SALMAN RUSHDIE : « Je ne pouvais rien écrire d’autre. J’avais quelques idées de livres que je pourrais écrire, mais elles semblaient stupides. J’ai vite réalisé que tant que je n’aurais pas réglé cela, je ne pourrais rien faire d’autre. Et à ce moment-là, c’est devenu Il était urgent de le faire. Et le livre est arrivé très lentement au début. Et puis c’était comme si quelqu’un avait ouvert un barrage et que l’inondation s’était échappée.
FRANCE INTER : Mais c’est vrai que toute votre vie, depuis la fatwa qui vous a visé il y a 35 ans, prononcée après la publication des « Versets sataniques », vous avez toujours eu envie d’écrire de la fiction, de créer de la littérature. Mais depuis le 12 août 2022, vous ne pouvez pratiquement plus écrire autre chose que des menaces.

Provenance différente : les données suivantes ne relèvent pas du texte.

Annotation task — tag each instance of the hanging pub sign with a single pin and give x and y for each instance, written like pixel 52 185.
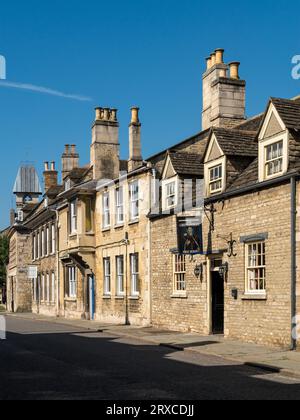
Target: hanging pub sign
pixel 190 237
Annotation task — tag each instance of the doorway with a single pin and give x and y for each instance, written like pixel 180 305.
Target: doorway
pixel 217 285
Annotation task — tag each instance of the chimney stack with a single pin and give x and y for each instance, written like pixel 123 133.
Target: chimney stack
pixel 223 96
pixel 50 176
pixel 105 155
pixel 135 147
pixel 70 160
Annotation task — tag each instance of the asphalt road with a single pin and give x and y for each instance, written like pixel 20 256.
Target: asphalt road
pixel 45 361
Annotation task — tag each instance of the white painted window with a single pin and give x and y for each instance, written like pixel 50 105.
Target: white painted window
pixel 170 194
pixel 48 287
pixel 134 271
pixel 120 276
pixel 53 299
pixel 43 243
pixel 47 241
pixel 34 247
pixel 256 268
pixel 43 287
pixel 120 206
pixel 72 282
pixel 106 210
pixel 216 179
pixel 134 200
pixel 107 277
pixel 179 284
pixel 274 159
pixel 53 243
pixel 73 217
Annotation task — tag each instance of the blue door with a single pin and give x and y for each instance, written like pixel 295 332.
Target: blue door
pixel 92 297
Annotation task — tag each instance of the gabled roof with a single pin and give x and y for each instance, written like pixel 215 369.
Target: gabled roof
pixel 27 181
pixel 289 111
pixel 236 142
pixel 186 163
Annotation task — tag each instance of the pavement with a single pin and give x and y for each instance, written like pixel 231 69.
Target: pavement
pixel 46 359
pixel 274 360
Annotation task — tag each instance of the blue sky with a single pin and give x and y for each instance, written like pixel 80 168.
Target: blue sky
pixel 120 53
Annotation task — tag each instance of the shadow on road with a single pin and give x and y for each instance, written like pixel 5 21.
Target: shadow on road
pixel 72 365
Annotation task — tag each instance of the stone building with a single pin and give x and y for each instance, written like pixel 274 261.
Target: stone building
pixel 245 283
pixel 19 287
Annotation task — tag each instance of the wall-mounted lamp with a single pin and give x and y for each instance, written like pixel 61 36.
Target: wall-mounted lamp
pixel 223 270
pixel 198 271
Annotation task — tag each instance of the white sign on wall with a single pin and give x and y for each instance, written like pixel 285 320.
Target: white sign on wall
pixel 32 272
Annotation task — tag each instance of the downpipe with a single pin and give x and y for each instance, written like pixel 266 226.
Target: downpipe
pixel 293 264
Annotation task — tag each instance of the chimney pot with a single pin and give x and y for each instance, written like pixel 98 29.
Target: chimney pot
pixel 99 114
pixel 208 62
pixel 106 114
pixel 219 56
pixel 213 59
pixel 135 115
pixel 234 70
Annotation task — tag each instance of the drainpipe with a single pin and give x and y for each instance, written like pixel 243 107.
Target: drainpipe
pixel 293 264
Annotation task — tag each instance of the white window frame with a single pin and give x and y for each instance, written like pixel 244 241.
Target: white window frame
pixel 43 243
pixel 43 288
pixel 106 210
pixel 53 289
pixel 120 265
pixel 208 167
pixel 53 239
pixel 252 266
pixel 120 214
pixel 107 277
pixel 167 196
pixel 263 145
pixel 73 217
pixel 179 274
pixel 134 200
pixel 134 275
pixel 72 279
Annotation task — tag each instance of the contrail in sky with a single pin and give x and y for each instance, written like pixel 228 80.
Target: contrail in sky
pixel 44 90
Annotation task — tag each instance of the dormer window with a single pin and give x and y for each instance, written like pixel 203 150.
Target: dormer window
pixel 274 159
pixel 171 194
pixel 216 179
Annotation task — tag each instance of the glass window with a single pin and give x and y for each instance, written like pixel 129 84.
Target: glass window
pixel 216 179
pixel 106 210
pixel 179 273
pixel 73 216
pixel 171 194
pixel 134 200
pixel 120 275
pixel 72 272
pixel 134 268
pixel 256 268
pixel 120 205
pixel 274 159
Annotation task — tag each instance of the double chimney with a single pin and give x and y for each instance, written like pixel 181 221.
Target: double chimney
pixel 223 93
pixel 105 148
pixel 50 176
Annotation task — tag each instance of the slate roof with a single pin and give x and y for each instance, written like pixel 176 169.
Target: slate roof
pixel 27 181
pixel 237 142
pixel 186 163
pixel 289 111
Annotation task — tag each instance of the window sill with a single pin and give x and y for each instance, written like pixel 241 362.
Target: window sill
pixel 72 300
pixel 119 226
pixel 107 229
pixel 133 222
pixel 249 296
pixel 183 295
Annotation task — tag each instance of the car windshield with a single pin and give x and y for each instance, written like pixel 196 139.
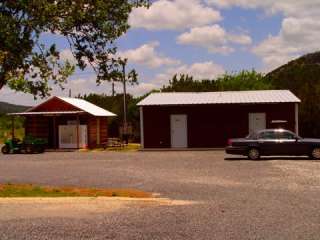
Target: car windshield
pixel 269 134
pixel 251 135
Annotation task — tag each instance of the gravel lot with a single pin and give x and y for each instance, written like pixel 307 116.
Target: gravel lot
pixel 230 198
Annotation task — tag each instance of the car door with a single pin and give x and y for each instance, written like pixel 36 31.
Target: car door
pixel 267 141
pixel 290 144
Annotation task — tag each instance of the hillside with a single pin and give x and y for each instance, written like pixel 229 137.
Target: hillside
pixel 302 77
pixel 8 108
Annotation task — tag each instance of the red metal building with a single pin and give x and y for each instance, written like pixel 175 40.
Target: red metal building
pixel 67 123
pixel 209 119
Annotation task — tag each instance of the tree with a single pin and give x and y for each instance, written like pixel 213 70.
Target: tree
pixel 244 80
pixel 302 77
pixel 89 26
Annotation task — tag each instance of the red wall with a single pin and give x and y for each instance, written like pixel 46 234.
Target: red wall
pixel 210 125
pixel 42 127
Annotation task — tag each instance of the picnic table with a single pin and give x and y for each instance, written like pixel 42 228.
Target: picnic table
pixel 113 142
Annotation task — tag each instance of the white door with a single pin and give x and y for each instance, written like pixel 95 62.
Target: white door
pixel 257 122
pixel 68 136
pixel 179 136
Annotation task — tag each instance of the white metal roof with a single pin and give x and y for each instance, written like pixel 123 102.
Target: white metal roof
pixel 82 105
pixel 88 107
pixel 228 97
pixel 45 113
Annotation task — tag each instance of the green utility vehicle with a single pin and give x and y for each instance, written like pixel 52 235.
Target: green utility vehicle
pixel 28 145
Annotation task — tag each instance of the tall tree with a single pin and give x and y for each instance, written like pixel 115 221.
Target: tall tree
pixel 244 80
pixel 90 27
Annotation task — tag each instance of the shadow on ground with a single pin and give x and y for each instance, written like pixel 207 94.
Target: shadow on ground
pixel 269 159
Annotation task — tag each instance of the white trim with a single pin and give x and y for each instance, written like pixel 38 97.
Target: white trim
pixel 141 128
pixel 296 113
pixel 253 117
pixel 179 136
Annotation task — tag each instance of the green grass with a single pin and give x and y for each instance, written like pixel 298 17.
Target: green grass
pixel 28 190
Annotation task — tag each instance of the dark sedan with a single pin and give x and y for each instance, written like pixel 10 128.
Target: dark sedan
pixel 274 142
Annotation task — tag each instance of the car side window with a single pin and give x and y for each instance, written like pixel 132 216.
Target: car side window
pixel 267 135
pixel 286 135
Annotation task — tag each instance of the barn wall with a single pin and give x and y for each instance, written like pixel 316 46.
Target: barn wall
pixel 210 125
pixel 42 127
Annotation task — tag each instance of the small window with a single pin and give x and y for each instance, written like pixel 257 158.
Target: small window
pixel 286 135
pixel 267 135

SALMAN RUSHDIE : « C’est tout à fait vrai. J’ai vécu 22, 23 ans aux Etats-Unis, je n’avais plus besoin de réfléchir, de réfléchir à la fatwa et tout ça. J’ai pu avoir une vie d’écrivain. J’écris beaucoup de livres. C’était comme si j’étais ramené dans mon passé. C’était comme si cette attaque, cet attaquant, était comme un voyageur temporel, quelqu’un qui arrivait d’un passé lointain et essayait de me ramener à ce passé. Pour moi, la question était de savoir comment aborder cela d’une manière qui regardait aussi vers l’avenir, qui ne regardait pas seulement en arrière, mais en avant. C’est la question que je me suis posée à propos de ce livre.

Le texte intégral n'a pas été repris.